Solaris 2.6 is not 64bit, that's Solaris 7 (only on UltraSPARC
machines).
I've been able to get TclBlend 1.2.5 to work on Solaris
2.5.1, 2.6, and 2.7 with JDK 1.1.8 and 1.2.2.
There are several patches to install on Solaris 2.6 for
JDK 1.2.2, but I don't think that's the case for 1.1.8,
but you should check. The JDK/JRE that ships with
Solaris is 1.1.6 or so, which should work fine even
if you built with 1.1.8.
-- Scott
Moses DeJong wrote:
>
> On Mon, 22 Nov 1999, Suvarna Ayyagari wrote:
>
> >
> > Hi,
>
> Humm, Solaris 2.6 is the 64 bit version of the OS right? I have
> yet to run Tcl Blend on a 64 bit OS.
>
> > I have installed tclblend1.2.5. the installation went fine. I built it on
> > Solaris 2.6 with JDK 1.1.8 with native threads and Tcl8.0.5.
> >
> > I used it from this area and I had no problems using it anytime.
>
> Is the production box the same version of Solaris? If not this might
> be a 32/64 bit mismatch problem.
>
> > I now wanted to install it in our prod area. the installation went fine. But
> > when I use this version, in one of the scripts which passed earlier, I get a
> > Segmentation fault now.
>
> Perhaps you ftped the file and forgot to turn binary mode on. I make
> that mistake a lot. If you just moved the file from one system to
> another the size of the file should not change.
>
> > I checked the size of the libtclblend.so (the one which gave me no problems
> > and the one which is giving me problems) in both directories. They are
> > different though I built it with the same tclblend and jdk on the same
> > operating system.
>
> Configure and compile Tcl with --enable-symbols. This will add debug
> symbols to Tcl. After doing that, configure Tcl Blend again and recompile
> Tcl Blend. Tcl Blend will notice that Tcl was compiled with symbols
> and it will also add debug symbols. The only thing to watch out for
> is that the native compiler on Solaris (cc) does not actually add
> debug symbols unless you pass the -g and -xs option to the compiler.
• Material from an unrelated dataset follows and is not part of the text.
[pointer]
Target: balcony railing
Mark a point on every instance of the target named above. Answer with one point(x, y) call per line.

> gcc or egcs will add debug symbols with the -g flag. Now that you
> have debug symbols fire up tclblend using the jtclsh shell script
> and type pid to get the process id. Now go to a different xterm,
> start up gdb and attach it to the Tcl process (like so "gdb TCLPATH pid").
> After gdb starts up type "cont" at the gdb command prompt to keep
> running your Tcl shell. Now switch back to the Tcl shell and type
> "package require java" into the shell. If it crashes, you should be
> able to see where it crashed in the gdb window. You should be able
> to get a stack trace at the point where it crashed by typing "bt"
> at the gdb prompt.
>
> > How do I debug this?
>
> The jtclsh script installed when you build Tcl Blend should set
> the LD_LIBRARY_PATH and CLASSPATH env vars for you. You might
> also want to check the rld linking of libtclblend.so by typing
> "ldd libtclblend.so" at the command line.
>
> I hope that helps
> Mo DeJong
>
> > Now when I do a package require java, the Tclblend which is in the
> > LD_LIBRARY_PATH is picked up right?